PARIS (MNI) – France’s public borrowing is projected to reach E182
billion in 2012, while medium- and long-term debt issuance net of
buy-backs will amount to E179 billion next year, the French Treasury
(AFT) said Wednesday.
Included in next year’s borrowing requirement is a projected 2012
deficit of E81.8 billion plus E98.9 billion more to cover redemptions
falling due, AFT said. The agency added that further details of the
funding program would be released in December.
The Treasury also confirmed this year’s deficit would reach the
previously forecasted level of E95.5 billion, and that medium- and
long-term net issuance in 2011 would be E184 billion, as previously
estimated.
The narrowing of the budget deficit next year is projected at
14.3%, just short of the 14.5%-14.6% drop reported earlier by French
newspapers.
The government issued a statement after the cabinet meeting today
in which it declared that reducing the public debt was a priority and
that it begins with cutting the public deficit. The statement reiterated
that the French deficit is expected to narrow from 5.7% of GDP this year
to 4.5% in 2012 before hitting 1% by 2015.
France’s debt ratio would begin to decline in 2013, edging down to
87.3% of GDP from 87.4% in 2012. The 2012 figure would be an increase
from the expected 2011 ratio of 85.4%.
The government Wednesday also reconfirmed its growth forecast of
1.75% for both 2011 and 2012. Some analysts complain the projection is
still too optimistic, despite a downward revision earlier this month
from previous forecasts of 2% for 2011 and 2.25% for 2012.
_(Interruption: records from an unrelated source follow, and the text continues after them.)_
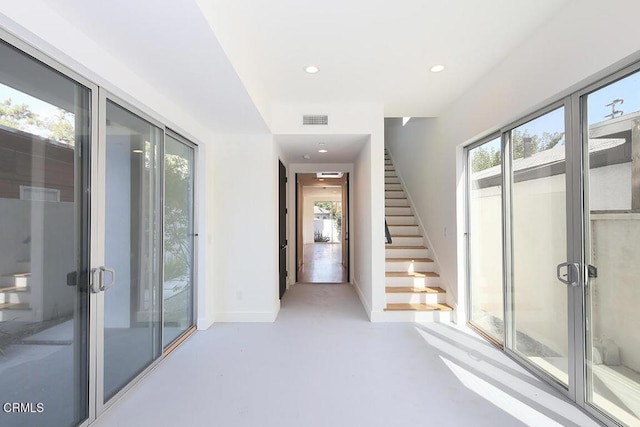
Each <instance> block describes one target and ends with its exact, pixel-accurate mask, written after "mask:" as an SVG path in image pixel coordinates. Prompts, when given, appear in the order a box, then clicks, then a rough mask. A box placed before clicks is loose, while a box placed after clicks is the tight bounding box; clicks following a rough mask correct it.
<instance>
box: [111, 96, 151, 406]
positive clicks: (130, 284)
mask: <svg viewBox="0 0 640 427" xmlns="http://www.w3.org/2000/svg"><path fill="white" fill-rule="evenodd" d="M101 106H102V108H103V109H104V114H103V116H102V117H103V119H104V123H105V126H104V127H103V128H102V129H101V131H102V132H103V133H104V135H103V136H104V139H101V140H102V141H104V144H102V146H101V151H100V154H101V155H103V157H102V159H100V160H101V164H103V165H104V166H103V167H102V168H101V170H102V171H104V176H103V177H101V181H102V182H103V183H104V193H103V194H104V199H105V202H104V203H105V204H104V222H103V225H104V228H103V231H104V260H103V261H101V262H100V263H99V264H100V265H102V266H106V267H101V271H100V274H101V276H102V277H100V280H101V285H102V286H101V289H100V291H101V292H100V293H99V300H100V301H101V307H100V308H101V310H100V313H101V314H102V316H101V319H100V321H101V324H99V328H98V342H99V344H102V348H101V349H100V351H99V352H98V354H99V356H102V360H100V359H99V360H100V362H101V363H99V365H102V366H98V372H99V376H98V387H99V390H98V392H99V393H102V396H100V394H99V407H100V404H102V405H104V404H105V403H106V402H107V401H109V399H111V398H112V397H113V396H115V395H116V394H117V393H118V392H119V391H120V390H122V388H123V387H124V386H126V385H127V384H129V383H130V382H131V380H132V379H133V378H135V377H136V376H137V375H139V374H140V373H141V372H142V371H144V370H145V369H146V368H147V367H148V366H150V365H151V364H152V363H153V362H154V361H155V360H156V359H158V358H159V356H160V354H161V350H162V346H161V344H162V342H161V308H162V305H161V289H160V277H161V276H160V266H161V260H160V254H161V253H162V245H161V236H160V233H161V207H160V206H161V205H160V193H161V192H160V190H161V188H160V182H161V181H160V169H161V168H160V163H159V162H160V159H161V158H162V155H161V151H160V149H161V147H162V142H163V141H162V139H163V130H162V128H161V127H160V126H159V125H157V124H154V123H153V122H152V120H151V119H149V118H145V117H143V116H142V115H141V114H140V113H137V112H133V111H131V109H126V108H124V107H122V106H121V105H119V104H117V103H116V102H114V101H112V100H111V99H108V98H107V97H106V96H104V95H103V96H102V97H101Z"/></svg>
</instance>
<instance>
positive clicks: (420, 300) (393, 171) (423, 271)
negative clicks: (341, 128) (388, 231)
mask: <svg viewBox="0 0 640 427" xmlns="http://www.w3.org/2000/svg"><path fill="white" fill-rule="evenodd" d="M384 169H385V171H384V175H385V177H384V187H385V218H386V222H387V225H388V227H389V232H390V235H391V243H387V244H386V248H385V257H386V260H385V290H386V302H387V305H386V307H385V317H386V319H387V320H390V321H401V322H402V321H405V322H406V321H451V315H452V311H453V309H452V308H451V307H450V306H448V305H447V304H445V300H446V291H445V290H444V289H442V288H441V287H439V284H440V275H439V274H438V273H436V271H437V268H436V263H435V262H434V260H433V259H432V258H431V256H432V255H431V251H430V250H429V248H427V246H426V243H425V239H424V237H423V234H422V231H421V229H420V226H419V225H418V221H417V220H416V217H415V215H414V213H413V209H412V208H411V205H410V203H409V199H408V198H407V195H406V193H405V191H404V188H403V186H402V183H401V182H400V178H399V177H398V175H397V173H396V170H395V167H394V166H393V162H392V161H391V157H390V156H389V154H388V152H387V150H386V149H385V167H384Z"/></svg>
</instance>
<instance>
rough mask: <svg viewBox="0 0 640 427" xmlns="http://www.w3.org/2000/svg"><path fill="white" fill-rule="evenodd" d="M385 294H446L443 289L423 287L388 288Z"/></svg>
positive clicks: (438, 287) (398, 286)
mask: <svg viewBox="0 0 640 427" xmlns="http://www.w3.org/2000/svg"><path fill="white" fill-rule="evenodd" d="M385 292H386V293H388V294H446V293H447V291H445V290H444V289H442V288H439V287H428V286H425V287H422V288H416V287H415V286H387V287H386V288H385Z"/></svg>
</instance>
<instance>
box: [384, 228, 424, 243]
mask: <svg viewBox="0 0 640 427" xmlns="http://www.w3.org/2000/svg"><path fill="white" fill-rule="evenodd" d="M389 232H390V233H391V237H392V240H393V236H394V235H403V234H404V235H408V236H420V230H419V229H418V226H417V225H390V226H389Z"/></svg>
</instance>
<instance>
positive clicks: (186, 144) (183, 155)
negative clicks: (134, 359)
mask: <svg viewBox="0 0 640 427" xmlns="http://www.w3.org/2000/svg"><path fill="white" fill-rule="evenodd" d="M193 162H194V149H193V147H191V146H190V145H187V144H185V143H183V142H181V141H179V140H178V139H176V138H174V137H172V136H170V135H167V137H166V138H165V151H164V280H163V282H164V283H163V336H162V341H163V347H166V346H168V345H170V344H171V343H172V342H173V341H175V340H176V339H177V338H178V337H180V336H181V335H182V334H183V333H185V332H186V331H187V330H189V329H190V328H191V327H192V326H193V324H194V319H193V291H194V289H193V284H194V277H193V275H194V215H193V214H194V212H193V206H194V163H193Z"/></svg>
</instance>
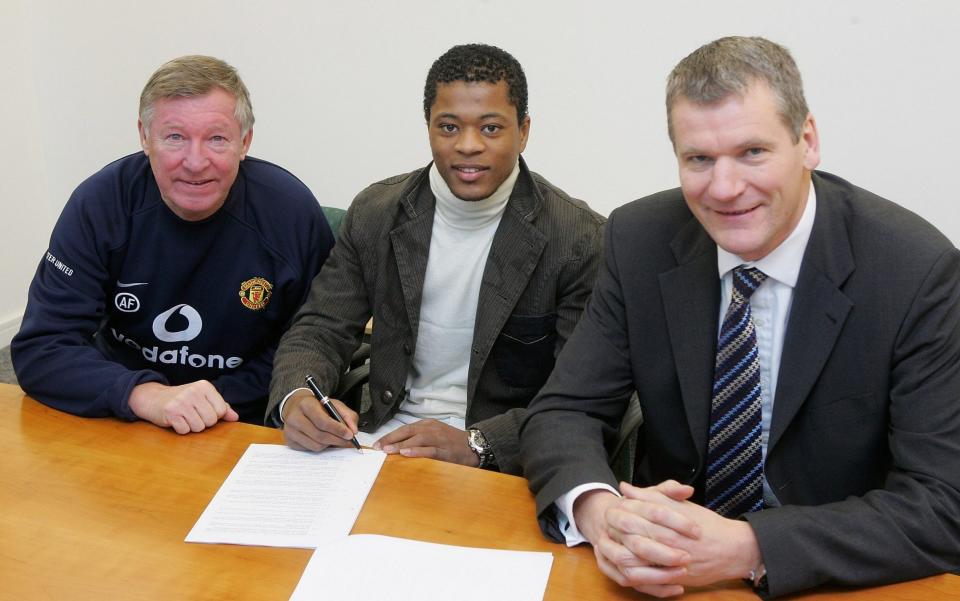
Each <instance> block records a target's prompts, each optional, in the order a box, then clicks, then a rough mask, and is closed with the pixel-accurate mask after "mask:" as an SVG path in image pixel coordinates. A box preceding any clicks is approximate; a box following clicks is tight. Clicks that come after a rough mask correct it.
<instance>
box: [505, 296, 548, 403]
mask: <svg viewBox="0 0 960 601" xmlns="http://www.w3.org/2000/svg"><path fill="white" fill-rule="evenodd" d="M556 343H557V316H556V314H555V313H550V314H547V315H511V316H510V318H509V319H507V323H506V324H504V326H503V329H502V330H501V331H500V335H499V336H498V337H497V341H496V342H495V343H494V345H493V350H492V351H491V354H492V355H493V363H494V367H495V368H496V370H497V375H499V376H500V379H501V380H503V383H504V384H506V385H507V386H511V387H514V388H534V387H535V388H540V387H541V386H543V383H544V382H545V381H546V380H547V376H549V375H550V372H551V371H552V370H553V365H554V361H555V358H554V349H555V348H556Z"/></svg>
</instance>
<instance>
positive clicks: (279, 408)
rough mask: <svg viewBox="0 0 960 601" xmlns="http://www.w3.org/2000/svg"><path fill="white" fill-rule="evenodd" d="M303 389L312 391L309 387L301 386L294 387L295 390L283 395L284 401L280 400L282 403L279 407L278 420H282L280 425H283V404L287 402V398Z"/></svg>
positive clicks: (309, 390)
mask: <svg viewBox="0 0 960 601" xmlns="http://www.w3.org/2000/svg"><path fill="white" fill-rule="evenodd" d="M301 390H306V391H307V392H310V389H309V388H304V387H303V386H301V387H300V388H294V389H293V390H291V391H290V392H288V393H287V396H285V397H283V400H282V401H280V405H279V406H278V407H277V421H279V422H280V425H281V426H282V425H283V405H284V403H286V402H287V399H289V398H290V397H292V396H293V395H294V394H296V393H298V392H300V391H301Z"/></svg>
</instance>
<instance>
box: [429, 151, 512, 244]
mask: <svg viewBox="0 0 960 601" xmlns="http://www.w3.org/2000/svg"><path fill="white" fill-rule="evenodd" d="M519 175H520V161H519V160H517V164H516V165H514V167H513V172H511V173H510V175H509V177H507V179H505V180H503V183H502V184H500V186H499V187H498V188H497V189H496V190H494V192H493V194H491V195H490V196H488V197H486V198H484V199H483V200H461V199H460V198H458V197H456V196H454V194H453V192H452V191H451V190H450V187H449V186H447V182H445V181H443V177H442V176H441V175H440V170H439V169H437V165H436V163H434V164H433V165H431V166H430V190H431V191H432V192H433V195H434V197H436V199H437V209H436V210H437V215H438V216H439V217H440V218H441V219H443V220H444V221H445V222H446V223H447V224H449V225H450V226H451V227H455V228H459V229H477V228H481V227H484V226H486V225H488V224H490V222H491V221H494V220H498V219H499V218H500V216H501V215H503V211H504V209H506V207H507V201H508V200H510V194H511V193H512V192H513V185H514V184H515V183H516V182H517V176H519Z"/></svg>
The government also projected a decline in spending volume of 0.5%,
a saving of E1.8 billion, taking into account the implemention of “extra
efforts” from the state’s anti-deficit plan.
Excluding debt and pension payments, total state spending is
expected to remain at E275.6 billion, in line with the 2011 level, the
cabinet statement said, adding that levels would decline through
additional measures to be decided in parliamentary discussions.
“This unprecedented effort to control state spending is made
possible through reforms put in place since 2007, as part of the general
revision of public policies,” the government statement read.
Tax revenues are projected to rise 7.5% from 2011 to E273.1
billion, the government said. Conversely, financial aid to France’s
overseas territories, which are also looking to reduce their deficit
levels, would be left unchanged, the government added.